Au moment où nous avons commencé le tournage, le chantier a repris. Heureusement que nous tournions la nuit. Nous nous croisions avec les ouvriers. La construction du décor a été un moment clé pour l’équipe franco-sénégalaise et la production. C’était à la fois lourd et passionnant. On a utilisé des containers. Comme le vrai chantier se réveillait doucement, les ouvriers des structures industrielles à côté de nous venaient nous demander si on ne pouvait pas leur construire des miradors à eux aussi. Un compagnonnage s’est créé sur cet énorme lieu destiné à devenir un double-port et un accueil de gaz.
La terre rouge, dès le premier plan, joue un rôle important. C’est dans cette terre, creuset du sang versé, que s’ancre la tragédie du film.

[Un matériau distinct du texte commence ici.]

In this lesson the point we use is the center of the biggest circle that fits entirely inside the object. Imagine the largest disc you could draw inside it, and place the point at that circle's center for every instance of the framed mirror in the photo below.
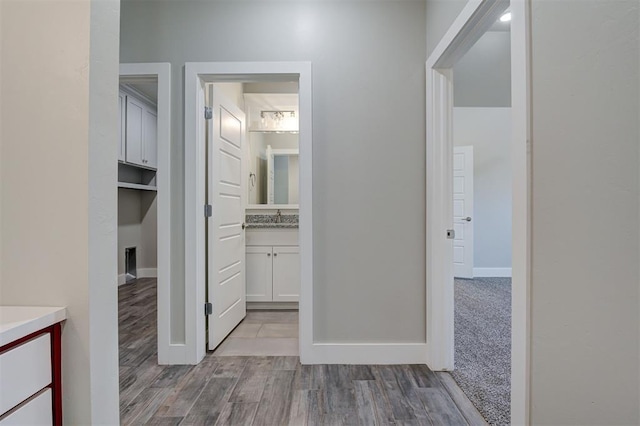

La terre rouge du Nigéria était omniprésente dans la pièce. Le Sénégal a une terre plutôt jaune, sableuse, mais il existe aussi des carrières de latérite, qui est une argile rouge. J’ai trouvé de la latérite partout dans le chantier abandonné. Elle est visqueuse quand il pleut, mais elle donne aussi une stabilité au sol pour les constructions.
Vous parvenez à créer à partir d’éléments très concrets, la terre, le chantier déserté, les bulldozers, les baraquements, une ambiance à la fois onirique, mentale et surnaturelle. Comment avez-vous appréhendé avec le directeur de la photographie Éric Gautier l’atmosphère visuelle du film, qui se déroule presque entièrement de nuit ?
Avec Éric nous avons imaginé ces lampes de routes très puissantes, dont Koltès parle dans la pièce du reste – Alboury dit « vos ampoules sont trop fortes, elles me font mal aux yeux. » – et aussi des lumières plus douces à l’intérieur de la maison, avec un groupe électrogène. Nous avons réfléchi comment faire des images de nuit avec très peu de lumière. Nous nous sommes posé la question de la pellicule, finalement nous avons tourné en numérique, avec un étalonnage particulier.
Pourquoi avoir changé le titre, en français et en anglais ?
Koltès a écrit : « Les gardes, la nuit, pour ne pas s’endormir, s’appelaient avec des bruits très bizarres qu’ils faisaient avec la gorge… Et ça tournait tout le temps. C’est ça qui m’avait décidé à écrire cette pièce, le cri des gardes. »
La pièce a été traduite en anglais sous le titre Black Battles with Dogs, puisque le mot « nègre » n’était plus possible. J’ai décidé d’oublier ce titre, qui ne correspondait pas du tout à Koltès. J’ai pensé à The Fence. Mais j’ai quand même gardé la séquence du cauchemar avec le chien. Je trouvais qu’en français La Clôture (The Fence) n’était pas un beau titre.
Le Cri des gardes définit un espace nocturne. Le jour, ils n’ont pas besoin de crier. C’était ainsi dans les villes européennes du moyen-âge quand les veilleurs de nuit criaient « Il est onze heures, bonnes gens ! Dormez, le guet veille ! », comme si on avait besoin d’être accompagné dans la nuit.
Le Cri des gardes (The Fence) : sortie mercredi 8 avril, distribué par Les Films du Losange.
Propos recueillis à Paris le lundi 11 août 2025. Entretien réalisé pour le dossier de presse du film.